Furthermore, poetry gives its readers a sense of community—a connection and anchor to this world.  We read, we recognize ourselves in the voice of others, and we realize that we are not alone—there’s tremendous comfort in that.  Honestly, I can’t imagine bearing some of my most painful travails without wrapping myself in the warm blanket of poetry. 

There are several touchstones that I turn to in times of pain: Sylvia Plath, for her fearless and brutal honesty, her seemingly unabashed rage and terror; Sharon Olds, also for her courage, but more for her delicate empathy; Mark Doty, for his astounding wisdom and steadfast humanity; and Louise Gluck, for giving pain such beautiful lyricism.  These are collections I return to repeatedly, and they seem to speak to me differently in each stage of my life—every time I open them, I am surprised, which, I think, speaks to our awe inspiring ability to continually transform.
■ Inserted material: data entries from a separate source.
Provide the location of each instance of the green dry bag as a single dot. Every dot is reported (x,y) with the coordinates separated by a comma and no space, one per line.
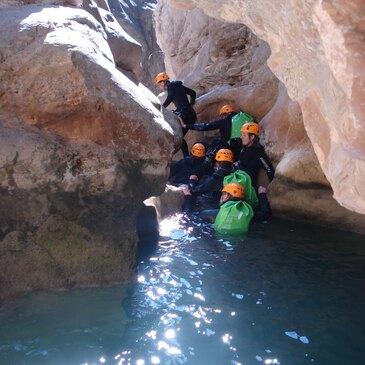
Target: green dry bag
(244,179)
(233,217)
(237,122)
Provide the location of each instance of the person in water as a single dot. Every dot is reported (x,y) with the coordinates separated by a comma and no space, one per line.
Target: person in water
(194,164)
(253,156)
(212,186)
(235,214)
(223,123)
(177,93)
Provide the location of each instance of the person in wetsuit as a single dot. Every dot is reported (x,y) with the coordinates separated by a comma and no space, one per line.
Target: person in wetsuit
(195,164)
(253,156)
(223,123)
(237,216)
(210,189)
(177,94)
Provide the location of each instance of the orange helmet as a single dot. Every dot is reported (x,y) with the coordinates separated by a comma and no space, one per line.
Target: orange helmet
(251,127)
(198,150)
(224,154)
(235,189)
(162,76)
(226,109)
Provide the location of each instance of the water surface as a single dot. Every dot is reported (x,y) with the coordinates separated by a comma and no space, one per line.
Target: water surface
(288,293)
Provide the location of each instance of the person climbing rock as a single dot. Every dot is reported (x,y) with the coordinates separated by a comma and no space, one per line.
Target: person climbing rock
(177,94)
(235,214)
(211,187)
(194,164)
(223,123)
(253,156)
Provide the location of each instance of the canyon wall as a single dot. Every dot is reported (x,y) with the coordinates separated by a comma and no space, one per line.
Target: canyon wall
(81,147)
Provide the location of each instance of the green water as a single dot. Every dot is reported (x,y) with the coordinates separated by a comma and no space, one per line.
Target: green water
(288,293)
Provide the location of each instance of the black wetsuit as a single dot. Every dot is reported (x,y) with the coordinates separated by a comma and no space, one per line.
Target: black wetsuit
(252,159)
(210,188)
(224,125)
(183,169)
(177,94)
(261,212)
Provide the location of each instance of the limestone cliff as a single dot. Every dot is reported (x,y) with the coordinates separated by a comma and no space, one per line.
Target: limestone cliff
(81,147)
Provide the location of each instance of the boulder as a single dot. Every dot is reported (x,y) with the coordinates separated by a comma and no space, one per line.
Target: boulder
(81,147)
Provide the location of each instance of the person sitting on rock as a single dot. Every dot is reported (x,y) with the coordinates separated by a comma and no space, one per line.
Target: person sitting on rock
(177,94)
(235,214)
(210,189)
(253,156)
(194,164)
(223,123)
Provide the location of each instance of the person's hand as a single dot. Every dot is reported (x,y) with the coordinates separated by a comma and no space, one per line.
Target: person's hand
(183,125)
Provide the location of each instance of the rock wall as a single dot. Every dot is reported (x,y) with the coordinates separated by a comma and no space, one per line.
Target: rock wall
(81,147)
(136,17)
(304,115)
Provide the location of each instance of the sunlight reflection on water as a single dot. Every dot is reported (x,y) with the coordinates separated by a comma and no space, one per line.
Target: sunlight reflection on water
(285,294)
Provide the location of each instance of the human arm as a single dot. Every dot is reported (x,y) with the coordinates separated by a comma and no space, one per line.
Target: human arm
(170,96)
(215,124)
(263,211)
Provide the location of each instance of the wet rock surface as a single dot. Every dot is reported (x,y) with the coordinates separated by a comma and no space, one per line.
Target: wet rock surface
(81,147)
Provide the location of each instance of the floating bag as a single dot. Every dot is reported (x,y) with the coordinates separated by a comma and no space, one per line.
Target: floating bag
(233,217)
(237,122)
(244,179)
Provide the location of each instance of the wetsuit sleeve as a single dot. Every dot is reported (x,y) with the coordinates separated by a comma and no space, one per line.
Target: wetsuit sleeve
(170,96)
(267,166)
(215,124)
(263,211)
(191,93)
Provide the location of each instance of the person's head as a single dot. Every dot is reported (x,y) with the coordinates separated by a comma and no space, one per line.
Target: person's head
(225,110)
(162,80)
(198,150)
(224,158)
(250,133)
(232,191)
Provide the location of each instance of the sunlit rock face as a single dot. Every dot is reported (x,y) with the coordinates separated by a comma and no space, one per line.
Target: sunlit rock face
(136,18)
(227,63)
(317,50)
(81,147)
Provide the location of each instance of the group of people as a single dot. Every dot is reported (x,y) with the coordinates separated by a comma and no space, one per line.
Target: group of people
(220,179)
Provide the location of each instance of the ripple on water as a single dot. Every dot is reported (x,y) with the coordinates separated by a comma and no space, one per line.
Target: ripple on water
(285,293)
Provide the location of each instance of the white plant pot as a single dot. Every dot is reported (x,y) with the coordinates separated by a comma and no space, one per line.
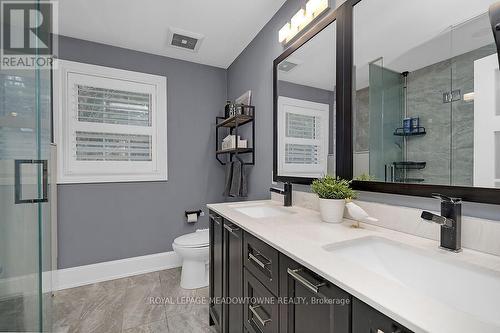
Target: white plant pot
(332,210)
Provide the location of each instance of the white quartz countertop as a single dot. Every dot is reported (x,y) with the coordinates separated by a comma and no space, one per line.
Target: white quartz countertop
(302,236)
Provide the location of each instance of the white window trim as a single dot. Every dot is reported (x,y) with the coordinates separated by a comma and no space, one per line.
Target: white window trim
(111,171)
(302,170)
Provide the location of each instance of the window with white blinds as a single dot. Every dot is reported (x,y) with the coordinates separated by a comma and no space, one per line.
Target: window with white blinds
(111,124)
(302,137)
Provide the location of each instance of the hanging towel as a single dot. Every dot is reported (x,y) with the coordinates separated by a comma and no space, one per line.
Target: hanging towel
(228,179)
(239,180)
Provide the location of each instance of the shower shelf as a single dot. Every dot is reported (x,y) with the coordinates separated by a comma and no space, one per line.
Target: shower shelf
(410,165)
(401,132)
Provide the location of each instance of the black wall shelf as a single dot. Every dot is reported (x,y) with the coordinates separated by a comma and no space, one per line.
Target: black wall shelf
(401,132)
(233,123)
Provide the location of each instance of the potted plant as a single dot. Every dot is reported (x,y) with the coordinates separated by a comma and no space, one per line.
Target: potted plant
(332,193)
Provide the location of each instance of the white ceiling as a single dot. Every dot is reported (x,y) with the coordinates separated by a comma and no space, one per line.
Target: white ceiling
(228,26)
(408,34)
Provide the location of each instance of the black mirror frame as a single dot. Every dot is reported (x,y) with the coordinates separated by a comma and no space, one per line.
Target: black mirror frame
(344,130)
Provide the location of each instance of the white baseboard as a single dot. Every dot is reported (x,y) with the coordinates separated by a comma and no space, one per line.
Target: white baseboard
(88,274)
(110,270)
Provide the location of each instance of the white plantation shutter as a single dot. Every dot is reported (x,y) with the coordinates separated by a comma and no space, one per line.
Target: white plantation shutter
(112,125)
(302,137)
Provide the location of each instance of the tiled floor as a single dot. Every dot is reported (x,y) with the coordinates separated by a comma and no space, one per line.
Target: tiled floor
(151,303)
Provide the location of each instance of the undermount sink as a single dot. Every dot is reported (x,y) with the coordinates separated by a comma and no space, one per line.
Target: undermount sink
(465,287)
(261,210)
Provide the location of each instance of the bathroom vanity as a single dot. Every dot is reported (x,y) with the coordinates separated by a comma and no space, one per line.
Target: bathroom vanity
(298,274)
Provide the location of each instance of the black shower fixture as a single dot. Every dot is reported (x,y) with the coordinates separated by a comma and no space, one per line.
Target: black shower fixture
(495,25)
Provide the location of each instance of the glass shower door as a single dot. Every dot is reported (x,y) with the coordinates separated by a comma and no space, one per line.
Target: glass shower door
(25,256)
(385,104)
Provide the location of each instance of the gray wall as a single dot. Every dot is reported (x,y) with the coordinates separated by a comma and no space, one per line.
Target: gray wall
(101,222)
(253,70)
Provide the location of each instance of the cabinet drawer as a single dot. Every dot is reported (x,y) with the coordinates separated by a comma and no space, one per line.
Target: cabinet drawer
(366,319)
(262,261)
(261,311)
(216,268)
(319,303)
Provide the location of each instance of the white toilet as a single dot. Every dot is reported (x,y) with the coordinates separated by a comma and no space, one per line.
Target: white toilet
(193,249)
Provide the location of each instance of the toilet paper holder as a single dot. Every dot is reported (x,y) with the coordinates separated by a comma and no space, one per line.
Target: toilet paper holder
(198,212)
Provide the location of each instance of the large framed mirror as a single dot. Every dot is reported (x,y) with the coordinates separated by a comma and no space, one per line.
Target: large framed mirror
(421,99)
(305,107)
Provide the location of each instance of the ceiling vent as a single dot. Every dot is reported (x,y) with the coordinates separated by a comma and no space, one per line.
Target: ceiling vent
(287,65)
(185,40)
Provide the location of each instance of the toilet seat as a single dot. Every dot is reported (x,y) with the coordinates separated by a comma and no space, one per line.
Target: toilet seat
(193,240)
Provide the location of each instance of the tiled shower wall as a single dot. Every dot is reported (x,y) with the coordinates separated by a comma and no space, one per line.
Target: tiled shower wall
(450,126)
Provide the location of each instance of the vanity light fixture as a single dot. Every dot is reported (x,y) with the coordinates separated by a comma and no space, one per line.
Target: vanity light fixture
(301,19)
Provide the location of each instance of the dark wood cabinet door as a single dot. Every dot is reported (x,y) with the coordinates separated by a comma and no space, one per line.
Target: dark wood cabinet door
(366,319)
(309,303)
(216,270)
(261,311)
(233,278)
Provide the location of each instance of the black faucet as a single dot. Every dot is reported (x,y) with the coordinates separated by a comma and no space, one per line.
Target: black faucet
(286,192)
(450,221)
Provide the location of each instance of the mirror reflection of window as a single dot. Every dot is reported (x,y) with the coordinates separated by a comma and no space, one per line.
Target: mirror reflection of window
(306,108)
(418,100)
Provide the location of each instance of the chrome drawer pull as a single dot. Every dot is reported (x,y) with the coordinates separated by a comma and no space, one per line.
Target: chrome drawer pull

Two poems from Reluctant Mistress


Finally. These veins have turned
to roots, soaking nourishment from earth
with stoic self-reliance, no longer needing
the channels that course in others
seeking passion.  I confess
I was never human in that sense.
My flesh, already eroded
by his willful touch
has transformed the imprints
to lined bark which peels away
in bitter chunks.
My fingers multiply,
sprouting leaves from every knuckle
and I reach upwards, towards the nothing
I always wanted.  It may look
like I’m reaching for him,
but I know the light of the sun deceives;
there’s more truth in moonlight
when my silhouette against the night sky
is no different from my shadow. 
In the afternoons, they’ll pluck
leaves from my branches to adorn
his head, but I can easily replace
everything he takes from me now.
Today, the first nest appears, tucked
in a corner of my body I no longer
have words for, and the bird sleeps atop
her speckled eggs. I’d call to the gods
in protest if they could hear me. 
Is there no way to forever shake out
that tremendous need in the world?


Mid-November, I’d been trying to show you the chameleon in me.
Every day a new shade to prove I could be whatever it was you needed.
The Red Maple along the marsh where we used to walk
was trying to assert its final claim on beauty
before the next season took hold.
Alone, I watched the leaves change from yellow to orange to scarlet. 
I ran my fingers along the bark, grey,
darkening and furrowing in narrow ridges with age.
I didn’t want it to change anymore.
As the wind pushed and pushed, its limbs held the trembling leaves,
swaying until they could do nothing but let go.
Their absence left a skeleton so repulsive I turned my head
for a whole season—
I can still see the way the vibrant colors fled. 
I can still hear the leaves, a flimsy crunch under my feet.
I can still feel that old weakness.


  1. Thank you, Hannah, for the introduction to Anne's wonderful work.

  2. Thank you Hannah...a lot of wisdom comes through in this interview.

  3. I completely love these poems and Anne's words about poetry and healing and her approach to her work. Thanks to both for sharing!